- Date: 13 March 2008
- Meeting no.: 5852
- Code: SC/9275 (Document)
- Voting summary: 15 voted for; None voted against; None abstained;
- Result: Approved

Security Council composition
- Permanent members: China; France; Russia; United Kingdom; United States;
- Non-permanent members: Burkina Faso; Belgium; Costa Rica; Croatia; Indonesia; Italy; Libya; Panama; South Africa; Vietnam;

= United Nations Security Council Resolution 1804 =

United Nations Security Council Resolution 1804 was adopted on March 13, 2008, and it concerns the situation in the Great Lakes Region of the Democratic Republic of the Congo.

==Background==
Military use of children takes three distinct forms: children can take direct part in hostilities as child soldiers, or they can be used in support roles such as porters, spies, messengers, look outs, and sexual slaves; or they can be used for political advantage either as human shields or in propaganda.
Throughout history and in many cultures, children have been extensively involved in military campaigns even when such practices were supposedly against cultural morals.
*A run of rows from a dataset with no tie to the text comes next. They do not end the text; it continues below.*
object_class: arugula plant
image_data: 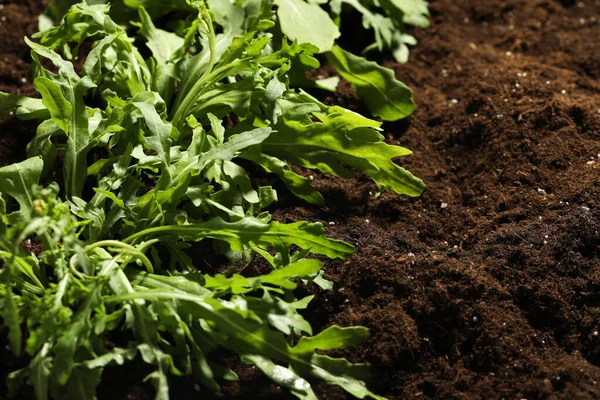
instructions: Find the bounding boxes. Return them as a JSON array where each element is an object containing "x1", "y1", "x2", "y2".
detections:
[
  {"x1": 273, "y1": 0, "x2": 429, "y2": 62},
  {"x1": 0, "y1": 1, "x2": 424, "y2": 399},
  {"x1": 42, "y1": 0, "x2": 429, "y2": 121}
]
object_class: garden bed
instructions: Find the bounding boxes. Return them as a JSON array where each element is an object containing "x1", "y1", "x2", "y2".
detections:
[{"x1": 1, "y1": 0, "x2": 600, "y2": 399}]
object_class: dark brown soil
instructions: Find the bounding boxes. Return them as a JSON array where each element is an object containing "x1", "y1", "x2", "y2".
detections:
[
  {"x1": 0, "y1": 0, "x2": 46, "y2": 167},
  {"x1": 2, "y1": 0, "x2": 600, "y2": 399}
]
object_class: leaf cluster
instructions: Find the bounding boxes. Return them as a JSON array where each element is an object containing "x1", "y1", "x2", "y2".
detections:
[
  {"x1": 273, "y1": 0, "x2": 430, "y2": 62},
  {"x1": 0, "y1": 1, "x2": 425, "y2": 399}
]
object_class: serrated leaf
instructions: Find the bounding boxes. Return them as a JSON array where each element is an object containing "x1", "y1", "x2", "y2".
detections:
[
  {"x1": 26, "y1": 38, "x2": 96, "y2": 198},
  {"x1": 249, "y1": 259, "x2": 323, "y2": 289},
  {"x1": 0, "y1": 157, "x2": 44, "y2": 222},
  {"x1": 326, "y1": 45, "x2": 414, "y2": 121},
  {"x1": 125, "y1": 217, "x2": 354, "y2": 260},
  {"x1": 264, "y1": 105, "x2": 425, "y2": 196},
  {"x1": 241, "y1": 149, "x2": 324, "y2": 205},
  {"x1": 294, "y1": 325, "x2": 370, "y2": 353},
  {"x1": 34, "y1": 77, "x2": 73, "y2": 134}
]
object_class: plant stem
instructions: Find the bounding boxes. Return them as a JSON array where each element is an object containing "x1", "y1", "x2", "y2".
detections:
[
  {"x1": 83, "y1": 240, "x2": 154, "y2": 273},
  {"x1": 171, "y1": 0, "x2": 217, "y2": 129}
]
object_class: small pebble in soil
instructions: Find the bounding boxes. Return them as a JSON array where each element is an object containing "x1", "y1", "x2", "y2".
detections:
[
  {"x1": 308, "y1": 175, "x2": 313, "y2": 180},
  {"x1": 582, "y1": 206, "x2": 590, "y2": 212},
  {"x1": 561, "y1": 89, "x2": 567, "y2": 94},
  {"x1": 537, "y1": 188, "x2": 547, "y2": 195},
  {"x1": 472, "y1": 316, "x2": 478, "y2": 322},
  {"x1": 593, "y1": 331, "x2": 599, "y2": 337},
  {"x1": 587, "y1": 160, "x2": 595, "y2": 165},
  {"x1": 0, "y1": 4, "x2": 4, "y2": 10},
  {"x1": 440, "y1": 202, "x2": 448, "y2": 209},
  {"x1": 505, "y1": 51, "x2": 513, "y2": 56},
  {"x1": 365, "y1": 219, "x2": 370, "y2": 223},
  {"x1": 20, "y1": 77, "x2": 26, "y2": 83},
  {"x1": 496, "y1": 114, "x2": 504, "y2": 119},
  {"x1": 0, "y1": 16, "x2": 5, "y2": 22},
  {"x1": 328, "y1": 221, "x2": 335, "y2": 225},
  {"x1": 450, "y1": 99, "x2": 459, "y2": 104}
]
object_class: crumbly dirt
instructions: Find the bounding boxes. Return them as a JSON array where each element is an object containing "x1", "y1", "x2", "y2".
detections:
[{"x1": 2, "y1": 0, "x2": 600, "y2": 399}]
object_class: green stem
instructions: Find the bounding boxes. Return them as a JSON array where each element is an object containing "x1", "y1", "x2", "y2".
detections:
[
  {"x1": 85, "y1": 240, "x2": 153, "y2": 273},
  {"x1": 68, "y1": 240, "x2": 154, "y2": 277},
  {"x1": 171, "y1": 0, "x2": 217, "y2": 129},
  {"x1": 124, "y1": 226, "x2": 182, "y2": 245}
]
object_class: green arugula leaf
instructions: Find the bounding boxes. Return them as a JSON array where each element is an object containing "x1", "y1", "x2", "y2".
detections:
[
  {"x1": 0, "y1": 157, "x2": 44, "y2": 222},
  {"x1": 26, "y1": 38, "x2": 96, "y2": 199},
  {"x1": 242, "y1": 355, "x2": 317, "y2": 400},
  {"x1": 125, "y1": 216, "x2": 354, "y2": 260},
  {"x1": 329, "y1": 0, "x2": 430, "y2": 62},
  {"x1": 0, "y1": 93, "x2": 49, "y2": 120},
  {"x1": 383, "y1": 0, "x2": 430, "y2": 28},
  {"x1": 326, "y1": 44, "x2": 415, "y2": 121},
  {"x1": 241, "y1": 149, "x2": 325, "y2": 205},
  {"x1": 274, "y1": 0, "x2": 340, "y2": 52},
  {"x1": 263, "y1": 105, "x2": 424, "y2": 196},
  {"x1": 134, "y1": 6, "x2": 184, "y2": 104}
]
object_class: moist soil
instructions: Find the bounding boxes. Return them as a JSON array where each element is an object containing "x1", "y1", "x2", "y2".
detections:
[{"x1": 2, "y1": 0, "x2": 600, "y2": 399}]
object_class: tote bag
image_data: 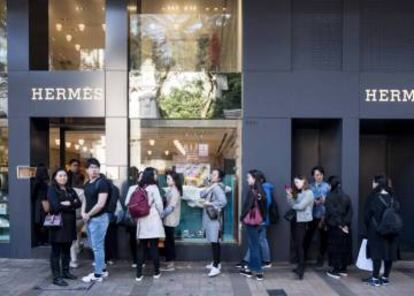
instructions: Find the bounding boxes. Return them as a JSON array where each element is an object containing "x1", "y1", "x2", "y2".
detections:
[{"x1": 356, "y1": 239, "x2": 384, "y2": 272}]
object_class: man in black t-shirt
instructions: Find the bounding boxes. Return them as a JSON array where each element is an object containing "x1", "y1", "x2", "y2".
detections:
[{"x1": 81, "y1": 158, "x2": 110, "y2": 283}]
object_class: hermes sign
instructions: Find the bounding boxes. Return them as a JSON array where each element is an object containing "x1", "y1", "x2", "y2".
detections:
[
  {"x1": 31, "y1": 87, "x2": 104, "y2": 101},
  {"x1": 365, "y1": 89, "x2": 414, "y2": 103}
]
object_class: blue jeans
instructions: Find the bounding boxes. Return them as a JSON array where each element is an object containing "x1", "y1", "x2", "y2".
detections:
[
  {"x1": 246, "y1": 225, "x2": 263, "y2": 273},
  {"x1": 87, "y1": 213, "x2": 109, "y2": 275},
  {"x1": 244, "y1": 225, "x2": 270, "y2": 263}
]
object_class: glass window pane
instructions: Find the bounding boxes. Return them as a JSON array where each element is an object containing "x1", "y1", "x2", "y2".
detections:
[
  {"x1": 129, "y1": 0, "x2": 242, "y2": 119},
  {"x1": 129, "y1": 119, "x2": 241, "y2": 242},
  {"x1": 49, "y1": 0, "x2": 106, "y2": 70}
]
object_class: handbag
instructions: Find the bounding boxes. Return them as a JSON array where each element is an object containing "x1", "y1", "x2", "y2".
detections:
[
  {"x1": 243, "y1": 193, "x2": 263, "y2": 226},
  {"x1": 43, "y1": 214, "x2": 63, "y2": 227},
  {"x1": 206, "y1": 205, "x2": 219, "y2": 220},
  {"x1": 283, "y1": 208, "x2": 296, "y2": 222}
]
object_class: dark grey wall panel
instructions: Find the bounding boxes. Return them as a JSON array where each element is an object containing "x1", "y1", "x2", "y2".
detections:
[
  {"x1": 361, "y1": 0, "x2": 414, "y2": 72},
  {"x1": 8, "y1": 117, "x2": 32, "y2": 258},
  {"x1": 243, "y1": 0, "x2": 291, "y2": 71},
  {"x1": 106, "y1": 0, "x2": 128, "y2": 71},
  {"x1": 343, "y1": 0, "x2": 360, "y2": 71},
  {"x1": 242, "y1": 118, "x2": 291, "y2": 261},
  {"x1": 8, "y1": 0, "x2": 29, "y2": 71},
  {"x1": 292, "y1": 0, "x2": 343, "y2": 70},
  {"x1": 244, "y1": 72, "x2": 359, "y2": 118},
  {"x1": 360, "y1": 73, "x2": 414, "y2": 118}
]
Since the 1970s a number of international conventions have come into effect that try to limit the participation of children in armed conflicts, nevertheless the Coalition to Stop the Use of Child Soldiers reports that the use of children in military forces, and the active participation of children in armed conflicts is widespread.

==Resolution==
Resolution 1804 states that the presence of armed groups in the DRC is a threat to its national security. They ask that all groups lay down all their weapons and turn themselves in to Congolese and UN Mission authorities. The resolution also calls for Rwandan Armed Forces stop recruiting and using children, and to halt gender-based violence such as rape and other sexual abuse.